Working at a desk can be more stressful for your body than you may think. Spending long periods in a chair can cause your circulation to slow down and that often results in muscle tension. And if you have the added stress of a type-A personality boss, you could be on your way to a major ibuprofen moment. This stress can carry over into your personal life as well, resulting in increased anxiety and sleepless nights.
Fortunately, as many have discovered, yoga can offer great relief from many of the stresses associated with working in an office. Certain yoga movements can even be accomplished in just a few minutes, right at your desk.
“Yoga stretches and breathing exercises oxygenate the blood, improve blood flow to the muscles and relieve tension,” says Sarah Schain, a certified yoga instructor and the founding director of Little Yoga Studios in Bethesda, Maryland.
Schain says the first step to relaxing in office is learning proper breathing techniques.
“When I’m having a tough day and I’m ready to blow up at my boss, I take an anger-management breath,” says Lori Wiley, a certified yoga instructor at New Generation Yoga in New York City, who also works as an administrative assistant.
Calm of mind
- Schain’s Office Refresher: Breathe deeply into the bottom of your stomach (diaphragm), watching as your belly expands like a balloon. Then breathe out slowly. Repeat this for at least one minute. Close your eyes if you can, and try to take deeper, slower and longer breaths every time. Don’t hold your breath, but keep it moving as you relax your body.
- Wiley’s Anger-Management Breath: Breathe in through your nose for a second, and then breathe out through your nose for a second. Repeat this, adding one second to breathe in and one second to breathe out each time. You will feel much calmer by the time you build up to 10 seconds.
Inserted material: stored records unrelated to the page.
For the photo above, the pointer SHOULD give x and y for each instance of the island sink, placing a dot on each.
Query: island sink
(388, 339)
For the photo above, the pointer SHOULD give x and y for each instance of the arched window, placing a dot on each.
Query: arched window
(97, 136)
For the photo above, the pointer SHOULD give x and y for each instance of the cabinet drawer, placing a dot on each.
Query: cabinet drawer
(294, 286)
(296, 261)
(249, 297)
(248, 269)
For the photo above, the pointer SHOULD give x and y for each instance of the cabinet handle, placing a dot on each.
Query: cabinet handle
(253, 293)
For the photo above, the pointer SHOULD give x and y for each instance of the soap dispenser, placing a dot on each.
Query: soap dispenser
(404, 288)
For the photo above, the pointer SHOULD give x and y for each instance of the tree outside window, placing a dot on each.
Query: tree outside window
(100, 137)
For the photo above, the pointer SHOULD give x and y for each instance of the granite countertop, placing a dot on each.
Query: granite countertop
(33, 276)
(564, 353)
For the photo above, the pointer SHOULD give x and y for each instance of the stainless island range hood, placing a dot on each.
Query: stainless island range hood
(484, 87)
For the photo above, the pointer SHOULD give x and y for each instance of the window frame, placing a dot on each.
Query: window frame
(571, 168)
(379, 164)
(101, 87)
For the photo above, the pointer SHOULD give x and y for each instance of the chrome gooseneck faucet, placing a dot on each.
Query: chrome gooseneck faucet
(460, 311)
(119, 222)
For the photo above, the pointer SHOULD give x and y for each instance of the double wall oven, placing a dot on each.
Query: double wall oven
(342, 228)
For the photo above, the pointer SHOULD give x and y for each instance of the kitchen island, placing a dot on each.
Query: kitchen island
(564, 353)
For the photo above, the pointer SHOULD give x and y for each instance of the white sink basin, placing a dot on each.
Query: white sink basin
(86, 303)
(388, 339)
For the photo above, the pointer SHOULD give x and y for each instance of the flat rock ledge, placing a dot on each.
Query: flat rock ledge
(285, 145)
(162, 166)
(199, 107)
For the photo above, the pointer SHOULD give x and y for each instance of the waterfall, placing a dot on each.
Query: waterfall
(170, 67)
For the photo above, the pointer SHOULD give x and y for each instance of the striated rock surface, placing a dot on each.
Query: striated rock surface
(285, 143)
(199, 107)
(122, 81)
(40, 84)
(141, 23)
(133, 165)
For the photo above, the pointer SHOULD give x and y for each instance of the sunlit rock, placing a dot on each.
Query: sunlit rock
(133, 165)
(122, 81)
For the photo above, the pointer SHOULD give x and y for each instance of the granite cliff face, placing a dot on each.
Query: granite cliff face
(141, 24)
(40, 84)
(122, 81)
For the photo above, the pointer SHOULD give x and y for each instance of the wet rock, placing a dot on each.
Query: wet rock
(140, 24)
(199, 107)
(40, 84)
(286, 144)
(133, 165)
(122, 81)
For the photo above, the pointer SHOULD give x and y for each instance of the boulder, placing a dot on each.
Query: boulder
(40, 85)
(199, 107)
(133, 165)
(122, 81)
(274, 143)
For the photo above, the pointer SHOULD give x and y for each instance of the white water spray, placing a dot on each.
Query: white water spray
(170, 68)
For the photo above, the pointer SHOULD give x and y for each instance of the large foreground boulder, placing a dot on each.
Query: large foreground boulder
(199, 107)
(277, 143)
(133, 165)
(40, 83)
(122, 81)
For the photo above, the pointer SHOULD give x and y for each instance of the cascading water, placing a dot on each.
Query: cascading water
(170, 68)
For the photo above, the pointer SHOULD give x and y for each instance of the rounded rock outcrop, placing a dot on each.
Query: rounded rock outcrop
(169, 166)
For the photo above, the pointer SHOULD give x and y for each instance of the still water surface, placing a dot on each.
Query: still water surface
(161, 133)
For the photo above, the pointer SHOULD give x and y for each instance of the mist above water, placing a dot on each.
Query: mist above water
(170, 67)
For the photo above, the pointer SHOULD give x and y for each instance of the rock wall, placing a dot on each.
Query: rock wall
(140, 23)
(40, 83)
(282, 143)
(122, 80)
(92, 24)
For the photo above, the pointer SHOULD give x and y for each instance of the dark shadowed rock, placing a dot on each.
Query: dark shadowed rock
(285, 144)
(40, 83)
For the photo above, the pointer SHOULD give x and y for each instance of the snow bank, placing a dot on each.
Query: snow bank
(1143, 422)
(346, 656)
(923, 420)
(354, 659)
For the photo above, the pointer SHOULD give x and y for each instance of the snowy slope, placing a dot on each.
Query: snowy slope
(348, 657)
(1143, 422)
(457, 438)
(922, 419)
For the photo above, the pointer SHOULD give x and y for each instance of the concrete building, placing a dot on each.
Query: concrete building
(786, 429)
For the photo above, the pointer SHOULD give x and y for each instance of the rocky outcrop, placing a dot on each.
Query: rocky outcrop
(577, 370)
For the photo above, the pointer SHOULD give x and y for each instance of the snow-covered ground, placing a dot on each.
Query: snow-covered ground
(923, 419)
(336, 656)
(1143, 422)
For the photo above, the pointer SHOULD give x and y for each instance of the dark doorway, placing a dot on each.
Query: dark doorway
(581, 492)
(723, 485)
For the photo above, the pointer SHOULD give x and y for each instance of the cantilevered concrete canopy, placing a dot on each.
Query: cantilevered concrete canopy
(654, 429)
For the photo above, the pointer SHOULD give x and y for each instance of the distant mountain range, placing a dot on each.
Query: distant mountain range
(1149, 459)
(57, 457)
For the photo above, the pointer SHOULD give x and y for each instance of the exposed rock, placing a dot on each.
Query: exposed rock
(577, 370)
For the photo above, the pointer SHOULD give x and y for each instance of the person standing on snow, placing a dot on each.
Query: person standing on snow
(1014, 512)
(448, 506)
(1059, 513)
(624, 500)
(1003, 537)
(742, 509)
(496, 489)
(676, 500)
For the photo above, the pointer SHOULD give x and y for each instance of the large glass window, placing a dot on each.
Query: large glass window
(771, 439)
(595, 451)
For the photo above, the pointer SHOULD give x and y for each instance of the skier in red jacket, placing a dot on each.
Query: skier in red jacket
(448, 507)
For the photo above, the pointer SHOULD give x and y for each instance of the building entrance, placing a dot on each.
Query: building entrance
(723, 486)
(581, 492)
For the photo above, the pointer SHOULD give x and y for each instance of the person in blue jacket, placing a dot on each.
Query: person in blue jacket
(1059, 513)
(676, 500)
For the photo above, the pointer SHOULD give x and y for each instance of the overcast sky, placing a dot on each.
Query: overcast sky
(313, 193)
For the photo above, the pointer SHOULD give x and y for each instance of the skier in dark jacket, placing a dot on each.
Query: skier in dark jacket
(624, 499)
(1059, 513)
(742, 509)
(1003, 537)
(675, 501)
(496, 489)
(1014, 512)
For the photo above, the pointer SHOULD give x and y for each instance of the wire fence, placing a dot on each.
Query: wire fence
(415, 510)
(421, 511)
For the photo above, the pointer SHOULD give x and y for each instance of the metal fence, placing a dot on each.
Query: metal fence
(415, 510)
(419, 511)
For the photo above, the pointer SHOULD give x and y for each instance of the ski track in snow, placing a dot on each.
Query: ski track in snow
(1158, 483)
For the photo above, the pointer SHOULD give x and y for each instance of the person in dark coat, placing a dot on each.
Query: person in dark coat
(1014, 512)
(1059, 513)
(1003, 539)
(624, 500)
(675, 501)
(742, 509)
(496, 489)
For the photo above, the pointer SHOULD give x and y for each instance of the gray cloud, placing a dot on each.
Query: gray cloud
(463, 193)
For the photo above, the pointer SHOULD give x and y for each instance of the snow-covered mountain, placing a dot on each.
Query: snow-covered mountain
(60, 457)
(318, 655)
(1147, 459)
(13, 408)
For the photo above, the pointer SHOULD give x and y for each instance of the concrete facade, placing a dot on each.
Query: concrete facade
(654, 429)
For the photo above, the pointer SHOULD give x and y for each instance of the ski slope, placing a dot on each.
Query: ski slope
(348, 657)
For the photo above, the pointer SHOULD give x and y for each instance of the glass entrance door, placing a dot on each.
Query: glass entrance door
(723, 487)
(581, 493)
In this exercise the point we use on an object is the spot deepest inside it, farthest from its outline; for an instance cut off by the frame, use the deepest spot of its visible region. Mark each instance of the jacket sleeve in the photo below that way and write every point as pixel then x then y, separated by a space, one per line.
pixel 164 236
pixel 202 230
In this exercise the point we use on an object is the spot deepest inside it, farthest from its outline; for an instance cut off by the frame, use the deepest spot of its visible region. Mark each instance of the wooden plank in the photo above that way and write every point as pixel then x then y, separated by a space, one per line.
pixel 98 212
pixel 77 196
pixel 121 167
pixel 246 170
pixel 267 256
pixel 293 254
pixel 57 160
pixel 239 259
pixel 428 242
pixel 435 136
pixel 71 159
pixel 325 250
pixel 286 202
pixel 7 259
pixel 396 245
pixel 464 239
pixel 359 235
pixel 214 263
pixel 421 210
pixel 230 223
“Stretching is one of the best ways to cool down during the workday,” Schain says. “There are therapeutic yoga poses that can be done while sitting in your chair that will work wonders for your posture, your peace of mind and the chronic neck and shoulder tension that happens so easily at a desk job.”
Schain recommends the “cat pose in a chair”. Sit on the edge of your chair, resting your hands on your knees. Rock your spine forward, squeezing your shoulders forward as you create a slump in your back. Hold the position for a second or two, and then sit up tall bringing your shoulders all the way down. Repeat this process until you feel your back relax.
In addition to breathing and stretching exercises, Wiley recommends bringing a few items that will help.
- Aromatherapy: Keep a lavender-scented moisturiser at your desk as it has soothing characteristics. You may also consider bringing in some lavender potpourri. Just be sure the aroma is subtle enough so that it doesn’t bother your co-workers.
- Tea: Instead of taking a midday coffee break, indulge in some chamomile tea. Chamomile can help you calm down after a stressful bout with your manager or co-workers.
- Visual aids: Keep a photograph of your favourite place, an inspirational quote or even fresh flowers at your desk — treat yourself.